In the FAQ you quoted it's written:

your Python bindings for libwnck are broken and you need to report the problem on your distro's issue tracker. (Specifically, the bindings were built against a copy of libwnck with a different ABI than the one you're trying to use them with.) While you wait for them to fix it, you should be able to solve the issue yourself by rebuilding the bindings from source.

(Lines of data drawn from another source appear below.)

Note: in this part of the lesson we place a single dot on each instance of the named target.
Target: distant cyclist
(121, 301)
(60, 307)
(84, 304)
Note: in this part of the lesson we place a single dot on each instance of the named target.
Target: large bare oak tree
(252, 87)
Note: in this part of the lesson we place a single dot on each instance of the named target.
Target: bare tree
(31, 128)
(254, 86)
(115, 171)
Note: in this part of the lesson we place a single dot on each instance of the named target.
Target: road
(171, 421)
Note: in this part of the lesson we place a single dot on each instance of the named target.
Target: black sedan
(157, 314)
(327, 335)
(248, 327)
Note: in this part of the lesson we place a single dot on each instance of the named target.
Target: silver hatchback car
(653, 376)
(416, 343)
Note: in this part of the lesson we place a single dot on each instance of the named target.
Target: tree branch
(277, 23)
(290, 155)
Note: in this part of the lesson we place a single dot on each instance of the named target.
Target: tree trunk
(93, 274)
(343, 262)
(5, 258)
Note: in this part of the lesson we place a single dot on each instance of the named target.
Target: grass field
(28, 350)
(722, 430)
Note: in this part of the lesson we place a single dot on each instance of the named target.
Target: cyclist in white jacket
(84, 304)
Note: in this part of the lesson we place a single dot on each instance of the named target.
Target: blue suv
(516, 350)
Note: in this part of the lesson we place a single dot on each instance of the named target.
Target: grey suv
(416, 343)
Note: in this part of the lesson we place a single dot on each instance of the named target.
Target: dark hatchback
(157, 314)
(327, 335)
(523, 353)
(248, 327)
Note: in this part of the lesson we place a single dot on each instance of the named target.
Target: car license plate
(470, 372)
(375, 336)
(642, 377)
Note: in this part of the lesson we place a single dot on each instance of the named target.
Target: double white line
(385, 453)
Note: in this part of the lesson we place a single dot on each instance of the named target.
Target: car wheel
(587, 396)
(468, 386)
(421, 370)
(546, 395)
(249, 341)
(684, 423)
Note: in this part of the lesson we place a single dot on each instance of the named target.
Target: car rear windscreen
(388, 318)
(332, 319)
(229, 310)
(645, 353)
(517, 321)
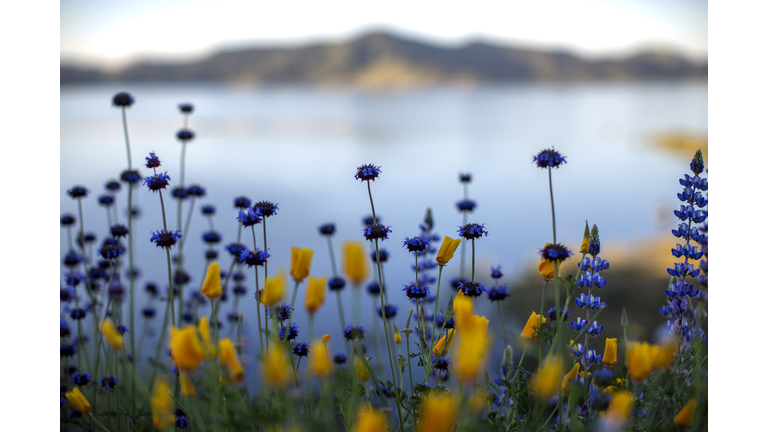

What does it mean exactly to

rebuild the bindings from source ?

ssokolow commented 8 years ago

Most of your Linux desktop, including libwnck, is written in C, a human-readable programming language which must be "compiled" (translated) into machine-readable code before the computer can run it. The human-readable form of a program is called "source code" or "source" for short.

QuickTile is written in Python because it already spends 99% of its time just waiting for input and, while C gives you performance, it's very easy to make mistakes (which introduce bugs) and it requires you to be more verbose in your instructions.

Because they're written in different languages, you need a little bit of code which acts as an adapter between them. (python-wnck, the "bindings")

Because libwnck and python-wnck are written in C, their form becomes fixed when the compiler runs, so things go wrong if the compiler is looking at an old version of libwnck when it's building python-wnck and then you try to use that python-wnck machine code with a newer version of libwnck that has different characteristics.

"Rebuild the bindings from source" means "download the version of python-wnck that programmers can edit, then run the compiler to make a new version of the machine code while the compiler is looking at the right version of libwnck".

However, given your inexperience, I'm not sure whether I'd recommend it since I have no experience with RPM-based distros and, as such, I don't know how to walk you through building an RPM package. (Just installing is easy and I can walk you through that... but the proper way is to build an RPM package and give it to DNF to install so it knows how to uninstall it again if something goes wrong or you want to upgrade it.)

BabuShenoy commented 8 years ago

Thanks for your excellent explanation! In fact, it's true, I'm not sure how I could implement them concretely. I've published a similar post in the OpenSUSE forum, so as to understand how certain Gnome 3 settings might be used to get the same kind of results I have with Quicktile with Linux Mint: https://forums.opensuse.org/showthread.php/517038-How-to-tile-windows-on-NE-NW-SE-SW-corners-in-Gnome-3 I'm now posting there a link to this discussion of ours, so that OpenSUSE experts may see if there's any way to get your program work even with that distro. Maybe someone might like to create the required RPM packages.

ssokolow commented 4 years ago

I'm going to close this issue since there's now a GTK 3 port in the gtk3_port branch preparing to be merged into master. (It just needs a little more work on the new Sphinx docs and fixes for regressions #107 and #108.)

https://github.com/ssokolow/quicktile/tree/gtk3_port

(Just don't use the pip3 URL install method from the README. The URL it gives will point to the GTK+ 2.x version until the branch gets merged into master.)

However, closed or not, I'd welcome an OpenSUSE equivalent to the APT and DNF commands in the README for installing dependencies under Debian and Fedora derivatives, repsectively.